А потому основная тяжесть кровавой войны ляжет на плечи людей, которым нечего терять, кроме собственных жизней: на ацтеков и прочих пеонов. К сожалению, они не имеют никакого оружия и не обучены им владеть, но зато только эти люди обладают волей и стремлением свергнуть тиранию. А едва лишь индейцы, взявшись за оружие, покажут, что гачупинос можно победить, креолы поддержат нас и присоединятся к борьбе. Люди разной крови и положения вместе, словно братья, создадут новую страну и будут успешно управлять ею.

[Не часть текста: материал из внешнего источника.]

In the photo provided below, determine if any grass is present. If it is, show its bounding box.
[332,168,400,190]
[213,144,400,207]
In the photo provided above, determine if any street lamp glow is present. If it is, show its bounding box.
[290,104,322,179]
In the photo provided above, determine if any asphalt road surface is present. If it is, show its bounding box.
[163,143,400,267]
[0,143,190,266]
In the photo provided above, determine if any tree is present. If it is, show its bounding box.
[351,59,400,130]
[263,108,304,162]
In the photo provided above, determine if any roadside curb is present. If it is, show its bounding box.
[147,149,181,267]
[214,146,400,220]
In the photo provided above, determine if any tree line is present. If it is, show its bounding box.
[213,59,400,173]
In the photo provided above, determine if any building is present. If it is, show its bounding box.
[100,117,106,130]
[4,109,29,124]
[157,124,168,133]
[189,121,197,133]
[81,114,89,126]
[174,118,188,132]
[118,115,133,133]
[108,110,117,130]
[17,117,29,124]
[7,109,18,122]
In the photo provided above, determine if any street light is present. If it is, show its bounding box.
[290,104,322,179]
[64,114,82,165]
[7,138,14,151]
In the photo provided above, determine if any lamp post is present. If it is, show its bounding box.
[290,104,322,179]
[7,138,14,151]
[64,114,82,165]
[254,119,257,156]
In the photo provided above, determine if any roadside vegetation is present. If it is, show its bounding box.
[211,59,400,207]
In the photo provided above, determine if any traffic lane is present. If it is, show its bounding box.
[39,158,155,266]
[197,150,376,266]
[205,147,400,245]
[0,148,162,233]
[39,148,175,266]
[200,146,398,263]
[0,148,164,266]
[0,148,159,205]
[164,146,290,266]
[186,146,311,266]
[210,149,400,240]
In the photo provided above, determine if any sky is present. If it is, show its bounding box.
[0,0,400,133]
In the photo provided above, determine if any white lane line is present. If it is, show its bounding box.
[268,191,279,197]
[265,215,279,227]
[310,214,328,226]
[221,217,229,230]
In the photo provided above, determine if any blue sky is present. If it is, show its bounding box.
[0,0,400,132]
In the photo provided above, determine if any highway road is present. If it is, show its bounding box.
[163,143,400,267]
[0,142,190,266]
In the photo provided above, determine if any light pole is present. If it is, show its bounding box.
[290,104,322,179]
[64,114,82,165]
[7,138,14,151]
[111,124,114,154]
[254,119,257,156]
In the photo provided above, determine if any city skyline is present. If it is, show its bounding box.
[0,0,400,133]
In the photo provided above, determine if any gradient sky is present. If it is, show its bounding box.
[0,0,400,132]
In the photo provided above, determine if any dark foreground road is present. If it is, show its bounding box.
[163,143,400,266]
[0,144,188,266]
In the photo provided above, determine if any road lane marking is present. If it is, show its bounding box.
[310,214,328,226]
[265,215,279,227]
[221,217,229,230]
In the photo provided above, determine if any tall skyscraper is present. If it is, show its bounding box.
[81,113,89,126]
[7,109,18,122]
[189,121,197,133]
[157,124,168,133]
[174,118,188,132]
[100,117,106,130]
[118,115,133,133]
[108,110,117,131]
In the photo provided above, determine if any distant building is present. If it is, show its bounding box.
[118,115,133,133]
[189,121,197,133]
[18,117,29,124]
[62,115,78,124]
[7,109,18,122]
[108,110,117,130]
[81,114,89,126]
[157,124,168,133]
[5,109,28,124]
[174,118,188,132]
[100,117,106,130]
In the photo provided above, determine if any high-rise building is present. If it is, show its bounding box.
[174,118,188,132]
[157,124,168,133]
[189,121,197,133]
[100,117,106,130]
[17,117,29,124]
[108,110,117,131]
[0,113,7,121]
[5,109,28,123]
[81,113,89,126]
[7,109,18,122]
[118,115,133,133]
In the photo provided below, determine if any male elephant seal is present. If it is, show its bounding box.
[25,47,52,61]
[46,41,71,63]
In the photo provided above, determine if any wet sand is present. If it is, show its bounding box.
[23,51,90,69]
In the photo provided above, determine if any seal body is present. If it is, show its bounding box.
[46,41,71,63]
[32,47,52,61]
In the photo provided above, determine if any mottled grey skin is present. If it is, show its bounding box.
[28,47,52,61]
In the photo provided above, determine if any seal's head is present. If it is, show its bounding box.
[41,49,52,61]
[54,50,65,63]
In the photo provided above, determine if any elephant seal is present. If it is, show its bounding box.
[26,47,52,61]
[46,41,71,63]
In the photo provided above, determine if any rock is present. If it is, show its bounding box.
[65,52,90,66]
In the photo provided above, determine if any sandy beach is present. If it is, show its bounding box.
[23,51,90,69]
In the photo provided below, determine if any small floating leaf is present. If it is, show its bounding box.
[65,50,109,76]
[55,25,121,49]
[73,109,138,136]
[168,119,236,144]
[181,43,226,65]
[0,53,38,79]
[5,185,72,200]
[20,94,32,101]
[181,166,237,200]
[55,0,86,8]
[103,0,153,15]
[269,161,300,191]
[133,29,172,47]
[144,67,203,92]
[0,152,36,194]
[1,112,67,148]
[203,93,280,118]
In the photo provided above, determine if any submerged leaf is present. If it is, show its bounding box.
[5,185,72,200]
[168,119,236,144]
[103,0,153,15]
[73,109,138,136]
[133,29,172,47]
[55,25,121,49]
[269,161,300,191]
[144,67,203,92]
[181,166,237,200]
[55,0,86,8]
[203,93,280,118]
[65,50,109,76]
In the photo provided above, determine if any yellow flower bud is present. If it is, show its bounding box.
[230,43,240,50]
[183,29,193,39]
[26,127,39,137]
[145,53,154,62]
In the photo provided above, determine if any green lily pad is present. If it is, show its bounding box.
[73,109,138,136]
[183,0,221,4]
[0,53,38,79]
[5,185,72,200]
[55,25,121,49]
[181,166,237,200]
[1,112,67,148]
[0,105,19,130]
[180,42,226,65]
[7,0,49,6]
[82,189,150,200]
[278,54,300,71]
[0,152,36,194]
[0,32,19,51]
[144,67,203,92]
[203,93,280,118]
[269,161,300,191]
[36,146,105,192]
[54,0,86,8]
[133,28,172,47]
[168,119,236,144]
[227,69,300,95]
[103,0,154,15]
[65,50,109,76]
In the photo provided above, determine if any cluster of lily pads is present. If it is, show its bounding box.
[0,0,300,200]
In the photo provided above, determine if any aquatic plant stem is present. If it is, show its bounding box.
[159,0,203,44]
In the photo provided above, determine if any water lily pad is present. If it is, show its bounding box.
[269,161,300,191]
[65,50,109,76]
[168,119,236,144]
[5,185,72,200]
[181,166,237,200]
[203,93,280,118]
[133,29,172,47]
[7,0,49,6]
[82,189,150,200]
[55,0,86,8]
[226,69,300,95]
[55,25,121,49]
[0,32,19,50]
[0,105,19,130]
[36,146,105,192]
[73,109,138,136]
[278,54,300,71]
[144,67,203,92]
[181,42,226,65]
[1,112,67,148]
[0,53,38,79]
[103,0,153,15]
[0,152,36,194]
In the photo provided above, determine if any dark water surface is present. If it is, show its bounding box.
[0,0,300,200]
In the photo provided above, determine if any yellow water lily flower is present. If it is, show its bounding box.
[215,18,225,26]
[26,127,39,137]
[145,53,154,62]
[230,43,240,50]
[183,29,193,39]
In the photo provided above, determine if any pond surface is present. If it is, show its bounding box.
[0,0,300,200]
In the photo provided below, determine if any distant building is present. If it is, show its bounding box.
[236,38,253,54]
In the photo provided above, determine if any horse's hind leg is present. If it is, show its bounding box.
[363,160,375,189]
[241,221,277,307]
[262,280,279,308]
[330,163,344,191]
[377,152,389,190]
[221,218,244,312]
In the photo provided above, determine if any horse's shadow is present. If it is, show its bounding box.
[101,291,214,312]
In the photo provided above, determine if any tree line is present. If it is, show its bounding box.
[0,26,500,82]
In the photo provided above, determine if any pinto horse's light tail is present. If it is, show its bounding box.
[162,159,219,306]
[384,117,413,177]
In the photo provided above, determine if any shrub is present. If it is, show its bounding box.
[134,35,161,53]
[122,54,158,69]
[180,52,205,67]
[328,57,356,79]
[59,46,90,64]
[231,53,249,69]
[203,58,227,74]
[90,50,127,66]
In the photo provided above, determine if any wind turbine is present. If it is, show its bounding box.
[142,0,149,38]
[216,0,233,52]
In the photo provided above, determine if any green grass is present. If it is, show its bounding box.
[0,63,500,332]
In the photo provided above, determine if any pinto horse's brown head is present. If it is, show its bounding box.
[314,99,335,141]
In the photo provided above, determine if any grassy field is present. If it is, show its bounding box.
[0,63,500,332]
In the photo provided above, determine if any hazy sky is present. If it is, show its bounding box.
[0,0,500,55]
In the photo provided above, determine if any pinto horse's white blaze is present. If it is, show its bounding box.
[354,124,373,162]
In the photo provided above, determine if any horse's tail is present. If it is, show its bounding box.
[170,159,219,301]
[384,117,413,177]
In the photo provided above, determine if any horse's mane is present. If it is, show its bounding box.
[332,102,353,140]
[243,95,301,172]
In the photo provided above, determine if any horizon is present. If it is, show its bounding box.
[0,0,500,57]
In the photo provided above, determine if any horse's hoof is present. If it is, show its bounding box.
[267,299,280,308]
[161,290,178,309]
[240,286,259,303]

– И когда должно начаться восстание?
– Мы планировали выступить в декабре, то есть приблизительно через три месяца. Но боюсь, планы придется пересмотреть.
Я внимательно, не перебивая, выслушал рассказ падре, который, как выяснилось, готовил настоящую войну против гачупинос. Мало того, оказывается, он уже доверил свои революционные планы не только Марине, но и тем индейцам и метисам, которые трудились на его виноградниках, в гончарных и шелкопрядильных мастерских, – иначе просто невозможно было изготавливать оружие, которое накапливалось в тайниках вот уже несколько месяцев. Возглавить восстание отец Идальго намеревался сам, вместе с группой креолов, офицеров ополчения в ранге не выше капитана.